O Senado dos Estados Unidos aprovou na madrugada de quinta-feira uma resolução orçamentária que abre caminho para o repasse de até US$ 140 bilhões a duas agências federais responsáveis pela aplicação da política de imigração. A medida foi adotada por 50 votos a 48.
A votação ocorreu após uma maratona de debates e emendas que se estendeu pela noite. O texto prepara o terreno para que o Congresso elabore legislação específica que direcione recursos ao Serviço de Imigração e Alfândega (ICE) e à Alfândega e Proteção de Fronteiras (CBP). Essas agências enfrentam falta de financiamento desde meados de fevereiro, quando teve início a paralisação parcial do Departamento de Segurança Interna (DHS).
Votação seguiu linha partidária quase total
Todos os democratas votaram contra a resolução. Dois republicanos também rejeitaram o texto: Lisa Murkowski, do Alasca, e Rand Paul, do Kentucky. O líder da maioria republicana, John Thune, defendeu a iniciativa como essencial para a segurança das fronteiras.
O processo utiliza a reconciliação orçamentária, mecanismo que permite aprovação com maioria simples e contorna obstruções. Líderes republicanos indicam que o valor final da legislação deve ficar em torno de US$ 70 bilhões, destinado a cobrir o restante do mandato de Donald Trump.
Agências operam sem recursos plenos desde fevereiro
A paralisação do DHS começou em meados de fevereiro após impasse sobre operações de imigração. O ICE e o CBP lideram ações de deportação e controle de fronteiras.
Sem verba regular, as operações enfrentam limitações. O plano republicano separa o financiamento dessas duas agências do restante do departamento. Mike Johnson, presidente republicano da Câmara, sinalizou que pretende votar medida complementar para o DHS sem incluir ICE e CBP.
- A resolução instrui comissões do Senado a elaborar o projeto até meados de maio.
- Recursos devem cobrir fiscalização, detenção e operações de fronteira.
- Republicanos buscam evitar dependência de votos democratas.
- Democratas criticaram o foco exclusivo em imigração em vez de custos de vida.

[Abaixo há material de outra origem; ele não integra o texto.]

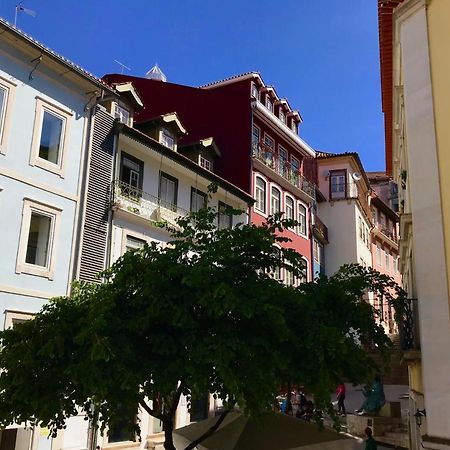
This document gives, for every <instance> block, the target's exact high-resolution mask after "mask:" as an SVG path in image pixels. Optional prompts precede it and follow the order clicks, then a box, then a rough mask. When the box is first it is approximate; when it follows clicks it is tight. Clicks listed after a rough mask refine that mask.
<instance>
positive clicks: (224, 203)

Democratas propuseram emendas sobre temas sociais
Durante a sessão de votações em massa, conhecidos como vote-a-rama, democratas apresentaram alterações ligadas a preços de supermercados e custos de saúde. Algumas receberam apoio de republicanos vulneráveis em eleições, como Susan Collins, do Maine, e Dan Sullivan, do Alasca. Nenhuma emenda democrata foi aprovada.
Chuck Schumer, líder da minoria, afirmou que a medida prioriza agências em detrimento de famílias americanas. Negociações anteriores entre democratas e o governo Trump sobre reformas em operações de imigração não avançaram.
Próximos passos envolvem a Câmara dos Representantes
A resolução agora segue para a Câmara, onde republicanos controlam a maioria. Comissões de justiça e segurança interna devem detalhar o projeto. O cronograma prevê recomendações até 15 de maio.
Líderes republicanos destacam que o plano permite financiar a segurança das fronteiras sem interferência democrata. O impasse atual já dura mais de dois meses e afeta operações do DHS.